C’est ce que Gaétan Soucy, quinquagénaire québécois auteur d’une dizaine de romans, se propose de nous narrer en un court texte dense et étrange, drolatique souvent, dramatique aussi. Sous la plume de l’un des deux frères, prenant très au sérieux son rôle de “secrétarien”, voici le lecteur plongé dans l’intimité du drame qui se joue pour les deux enfants.

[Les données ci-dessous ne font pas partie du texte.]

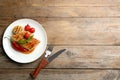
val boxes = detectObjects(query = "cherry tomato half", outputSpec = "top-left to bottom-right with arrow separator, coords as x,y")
24,32 -> 30,39
25,24 -> 31,31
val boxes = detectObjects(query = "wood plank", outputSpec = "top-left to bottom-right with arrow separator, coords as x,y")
0,18 -> 120,45
0,0 -> 120,7
0,46 -> 120,69
0,6 -> 120,18
0,69 -> 120,80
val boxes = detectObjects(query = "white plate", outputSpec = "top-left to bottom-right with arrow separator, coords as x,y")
3,19 -> 47,63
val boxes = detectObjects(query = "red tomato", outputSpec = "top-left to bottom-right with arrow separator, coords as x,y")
24,32 -> 30,39
25,24 -> 31,31
29,28 -> 35,33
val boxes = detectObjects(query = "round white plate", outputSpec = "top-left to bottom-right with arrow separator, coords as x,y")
3,19 -> 47,63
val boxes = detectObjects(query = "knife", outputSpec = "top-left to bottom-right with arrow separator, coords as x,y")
30,49 -> 66,78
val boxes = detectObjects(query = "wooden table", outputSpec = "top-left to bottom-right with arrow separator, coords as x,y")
0,0 -> 120,80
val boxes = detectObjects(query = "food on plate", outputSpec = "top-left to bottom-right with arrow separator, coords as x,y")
11,24 -> 40,54
12,26 -> 23,34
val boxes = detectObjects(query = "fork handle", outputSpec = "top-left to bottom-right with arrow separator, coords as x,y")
30,58 -> 48,78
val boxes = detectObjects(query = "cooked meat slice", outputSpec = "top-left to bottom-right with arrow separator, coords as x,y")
11,32 -> 25,41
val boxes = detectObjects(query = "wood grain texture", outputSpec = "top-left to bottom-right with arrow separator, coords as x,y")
0,46 -> 120,69
0,18 -> 120,46
0,0 -> 120,80
0,0 -> 120,7
0,69 -> 120,80
0,6 -> 120,18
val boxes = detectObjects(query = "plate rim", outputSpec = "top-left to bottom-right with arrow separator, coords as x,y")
2,18 -> 48,64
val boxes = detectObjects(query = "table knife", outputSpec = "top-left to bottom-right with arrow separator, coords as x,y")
30,49 -> 66,78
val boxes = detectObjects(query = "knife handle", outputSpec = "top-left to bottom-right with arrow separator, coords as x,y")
30,58 -> 48,78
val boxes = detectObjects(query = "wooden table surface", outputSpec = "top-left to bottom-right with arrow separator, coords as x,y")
0,0 -> 120,80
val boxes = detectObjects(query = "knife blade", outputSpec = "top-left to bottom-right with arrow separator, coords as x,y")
30,49 -> 66,78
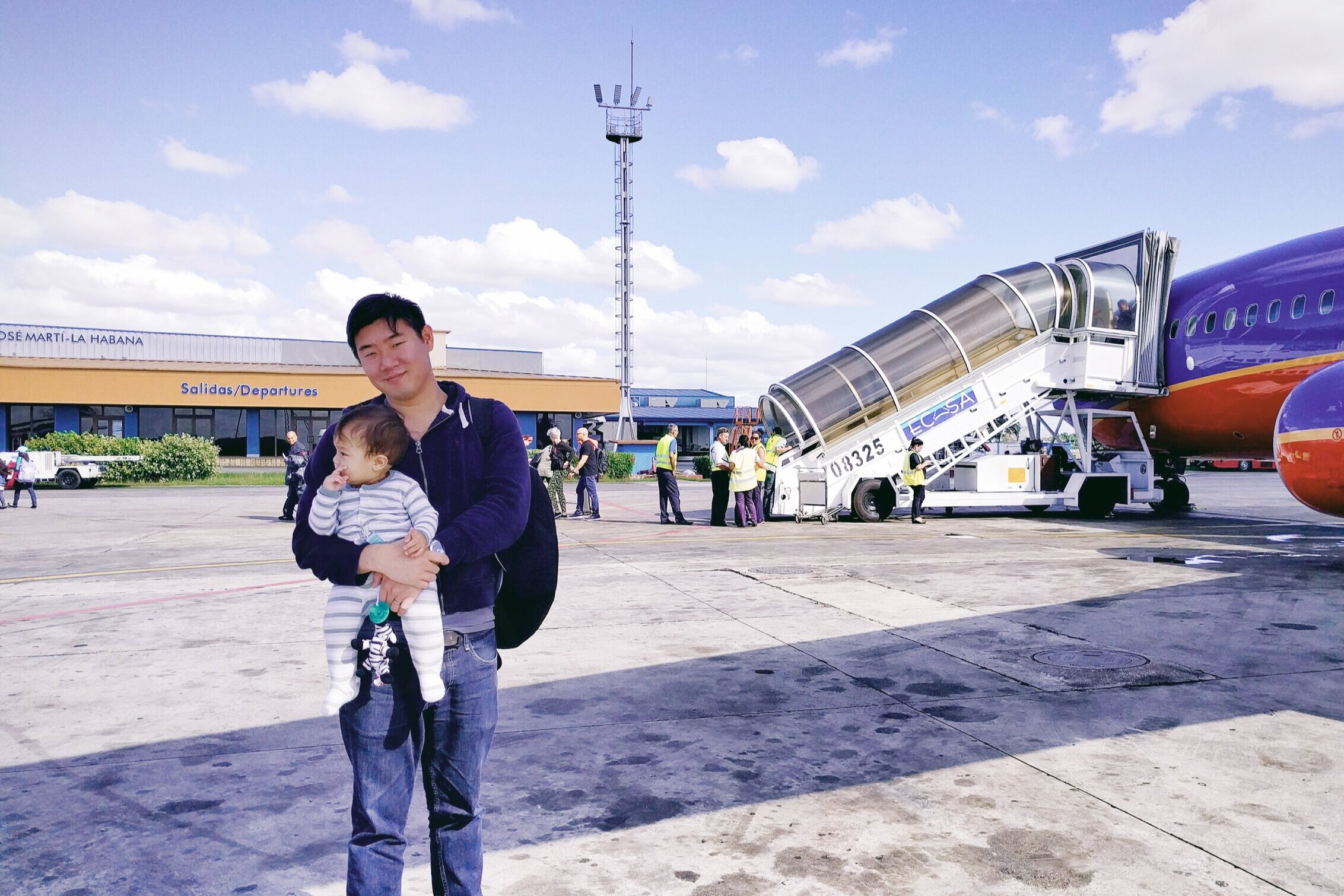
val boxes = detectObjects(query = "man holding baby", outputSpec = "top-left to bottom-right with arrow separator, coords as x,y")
293,293 -> 531,895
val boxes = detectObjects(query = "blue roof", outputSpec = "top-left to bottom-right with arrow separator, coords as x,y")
630,388 -> 732,398
630,406 -> 732,423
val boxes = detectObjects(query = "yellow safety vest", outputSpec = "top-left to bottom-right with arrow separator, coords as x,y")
901,452 -> 924,485
653,433 -> 675,470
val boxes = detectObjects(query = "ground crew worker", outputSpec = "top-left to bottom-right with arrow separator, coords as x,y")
761,426 -> 793,520
710,426 -> 732,525
653,423 -> 691,525
901,439 -> 933,525
275,430 -> 308,523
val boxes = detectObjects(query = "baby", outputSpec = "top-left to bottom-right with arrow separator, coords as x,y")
308,404 -> 445,716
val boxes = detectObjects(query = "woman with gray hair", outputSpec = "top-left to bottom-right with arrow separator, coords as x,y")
536,426 -> 574,520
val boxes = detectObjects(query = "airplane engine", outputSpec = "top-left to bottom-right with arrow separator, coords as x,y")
1274,361 -> 1344,516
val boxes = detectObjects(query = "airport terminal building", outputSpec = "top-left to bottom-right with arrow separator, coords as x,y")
0,324 -> 621,458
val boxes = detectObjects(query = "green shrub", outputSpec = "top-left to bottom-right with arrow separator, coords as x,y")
132,435 -> 219,482
26,433 -> 144,455
606,452 -> 634,479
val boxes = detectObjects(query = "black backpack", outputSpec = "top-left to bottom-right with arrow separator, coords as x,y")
471,398 -> 561,649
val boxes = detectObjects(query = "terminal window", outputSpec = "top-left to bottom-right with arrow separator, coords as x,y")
8,404 -> 56,452
259,408 -> 340,457
140,407 -> 247,457
80,404 -> 126,439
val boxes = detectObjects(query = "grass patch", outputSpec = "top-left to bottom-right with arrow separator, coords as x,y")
107,470 -> 285,489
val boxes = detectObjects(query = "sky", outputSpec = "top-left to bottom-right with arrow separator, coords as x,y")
0,0 -> 1344,403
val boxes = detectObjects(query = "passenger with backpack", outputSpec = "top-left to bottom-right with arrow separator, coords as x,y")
570,426 -> 606,520
293,293 -> 559,895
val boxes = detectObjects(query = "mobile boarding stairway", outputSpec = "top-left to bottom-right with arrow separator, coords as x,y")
761,231 -> 1178,521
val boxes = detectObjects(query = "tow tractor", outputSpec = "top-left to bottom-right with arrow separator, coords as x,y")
761,231 -> 1188,521
0,452 -> 140,489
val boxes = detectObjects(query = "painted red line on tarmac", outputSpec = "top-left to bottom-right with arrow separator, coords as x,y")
0,579 -> 313,626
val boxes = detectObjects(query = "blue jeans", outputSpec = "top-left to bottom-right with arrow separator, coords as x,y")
574,475 -> 598,516
340,628 -> 497,896
10,482 -> 35,506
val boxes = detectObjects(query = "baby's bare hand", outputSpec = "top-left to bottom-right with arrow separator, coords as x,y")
323,466 -> 349,492
402,529 -> 429,558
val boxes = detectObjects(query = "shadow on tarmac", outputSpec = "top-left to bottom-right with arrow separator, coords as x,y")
0,529 -> 1344,893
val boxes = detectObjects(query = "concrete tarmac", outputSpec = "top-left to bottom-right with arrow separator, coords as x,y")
0,473 -> 1344,896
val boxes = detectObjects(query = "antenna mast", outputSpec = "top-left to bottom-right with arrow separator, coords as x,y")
593,43 -> 653,441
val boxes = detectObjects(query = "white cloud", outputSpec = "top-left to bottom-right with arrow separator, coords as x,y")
164,137 -> 247,177
817,28 -> 906,68
970,100 -> 1016,131
798,193 -> 961,251
1101,0 -> 1344,133
410,0 -> 514,28
719,43 -> 761,66
14,250 -> 273,316
0,189 -> 270,258
0,250 -> 349,340
1032,116 -> 1078,158
676,137 -> 818,193
253,62 -> 472,131
747,274 -> 868,307
1288,109 -> 1344,139
336,31 -> 411,65
323,184 -> 356,203
294,218 -> 700,291
309,269 -> 836,409
1216,97 -> 1242,131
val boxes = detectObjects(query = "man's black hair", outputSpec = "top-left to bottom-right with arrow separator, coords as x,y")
345,293 -> 425,357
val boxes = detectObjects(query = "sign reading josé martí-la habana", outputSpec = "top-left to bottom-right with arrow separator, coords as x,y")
0,326 -> 145,347
0,322 -> 354,367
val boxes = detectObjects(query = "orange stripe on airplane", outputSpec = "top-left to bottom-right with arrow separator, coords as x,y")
1168,352 -> 1344,392
1274,426 -> 1344,444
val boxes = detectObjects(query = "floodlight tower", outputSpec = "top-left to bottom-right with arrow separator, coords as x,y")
593,40 -> 653,439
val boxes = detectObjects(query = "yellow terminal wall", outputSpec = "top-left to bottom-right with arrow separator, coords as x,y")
0,361 -> 621,412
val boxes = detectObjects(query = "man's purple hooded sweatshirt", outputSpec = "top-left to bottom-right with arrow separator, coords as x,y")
293,382 -> 532,612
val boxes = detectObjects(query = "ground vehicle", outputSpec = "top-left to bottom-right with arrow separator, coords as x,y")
0,452 -> 127,489
761,231 -> 1188,521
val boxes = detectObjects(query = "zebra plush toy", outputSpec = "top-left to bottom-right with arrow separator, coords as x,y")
349,618 -> 402,685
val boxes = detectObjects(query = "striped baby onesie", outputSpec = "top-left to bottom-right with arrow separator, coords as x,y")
308,470 -> 445,714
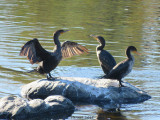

“... Je n’avais pas mis les pieds depuis trois minutes au village que je vis apparaître un semblable dont je devinai à je ne sais quoi qu’il s’agissait d’une sainte vierge ou d’une pute. [...] Elle me regardait mettons avec étonnement, de la façon dont on regarde quelque chose qu’on ne trouve pas agréable à regarder, me sembla-t-il. [...] - Papa est mort ! lui criais-je. Mais comprenait-elle seulement les bruits que je produisais avec ma bouche ? Je ne pouvais décider de son sexe, rien qu’à la voir, si c’était une sainte vierge ou une pute, ou et cætera, en raison de mon manque d’expérience et du reste [...] parce que n’allez pas croire, je connais mes limites. [...] Je voulus tout de même lui témoigner tant bien que mal mes intentions irréprochables, je n’aime pas voir souffrir pour rien. Je lui criais encore : “Dieu t’assiste vieille pute !” Parce que j’avais une chance sur deux.”
Vision du monde déformée par leur culture certes encyclopédique, mais dramatiquement désuète et inadaptée. Incompréhension absolue de ce qu’ils sont et du monde qui les entoure. Lourds secrets portés comme des fardeaux inconscients... Les enfants vont devoir affronter une civilisation dont ils ne maîtrisent aucun code. Ils y découvriront brutalement une autre forme de bien et de mal contre laquelle ils seront incapables de se défendre.
Commencé comme une comédie un peu malsaine, La petite fille qui aimait trop les allumettes s’assombrit progressivement pour s’achever en un drame humain qui laisse dans la gorge un goût de cendre et de sang que l’on conserve longtemps.